Why Should We Remember What God Forgets

We serve a forgetful God. This forgetfulness reflects no fault in him, no weakness of his mind or memory. Rather, it reflects the strength of his mercy and grace, for he forgets only what would separate us from him, only what would alienate sinful humans from a holy God. It is our sinfulness that he puts out of his mind, our wickedness that he remembers no more. Though he has seen all the evil we have done and all the good we have left undone, still he has banished it all from his mind. He regards us as if we had never sinned, relates to us as if we had only ever been as righteous as Christ.

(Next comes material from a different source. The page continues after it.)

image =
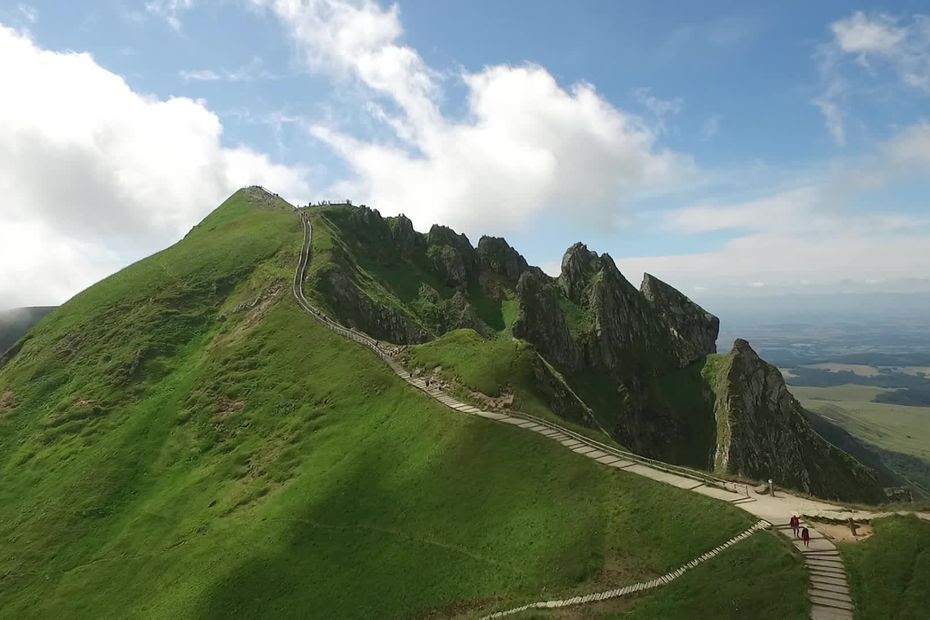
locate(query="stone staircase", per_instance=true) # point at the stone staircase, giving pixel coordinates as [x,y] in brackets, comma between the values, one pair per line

Such forgetfulness is intentional, not inadvertent, a decision, not a mistake. It is evidence of God’s character, a manifestation of his mercy. And it challenges us all with a question: Why should we remember what God forgets?

Why should we dwell upon the sins we have committed that God himself has forgotten? Why should we live in a shameful past that God has already put out of his faultless mind? No matter the object of our sin, no matter the gravity of our transgressions, each one has ultimately been directed at God. Against him, him only have we sinned and done what is evil in his sight, even when we’ve afflicted our own conscience or violated our fellow man. In each, God has stood as victim and as witness, but also as advocate and judge. In each, he has declared us not guilty, for he has counted those sins against Christ and counted Christ’s righteousness toward us. He has sunk those sins in the depths of the ocean, thrown them behind his back, put them away as far as east is from west. He has forgotten them all. And if we are to be holy as God is holy, then surely we ought to imitate our Father in his forgetfulness. Surely we ought to receive his forgiveness, to forget what we’ve done, to go forward in his mercy, and to sin no more.

He who has been forgiven much, loves much, and he who loves much, forgets much.

And then why should we bring to mind the offenses others have committed against us when God has forgotten the offenses we have committed against him? He who has been forgiven much, loves much, and he who loves much, forgets much. If God keeps no record of wrongs, why should we? What right has a husband to keep an accounting of his wife’s sins and offenses, or a wife her husband’s flaws and failures, when God has gazed into the deepest depths of their hearts, when God has witnessed the hidden motives behind every one of their actions, and when he has forgotten all the depravity he has seen there? What benefit is there in a pastor storing up a list of a church member’s shortcomings when pastor and parishioner alike have sinned deeply and been forgiven freely? How could we who have received the sweet mercy of forgetfulness fail to grant it to another? Wouldn’t harboring the sins of another and counting them against him be asking God to remember our sins and count them against us? It is the glory of a man to overlook any offense because it is the glory of God to forget every trespass.

God demonstrates his love for us in that while we were still sinners Christ died for us. And God continues to demonstrate his love for us by matching our sinning with his forgetting. As we turn away from our sins, he forgets our sins. His forgetfulness is inseparable from his forgiveness, it is proof of his pardon. And if we are called to be imitators of God as dearly beloved children, then we must forget what lies behind—all the sins we’ve committed, all the offenses we’ve suffered—and strain forward always and only to what lies ahead. We must learn to forget just like God forgets.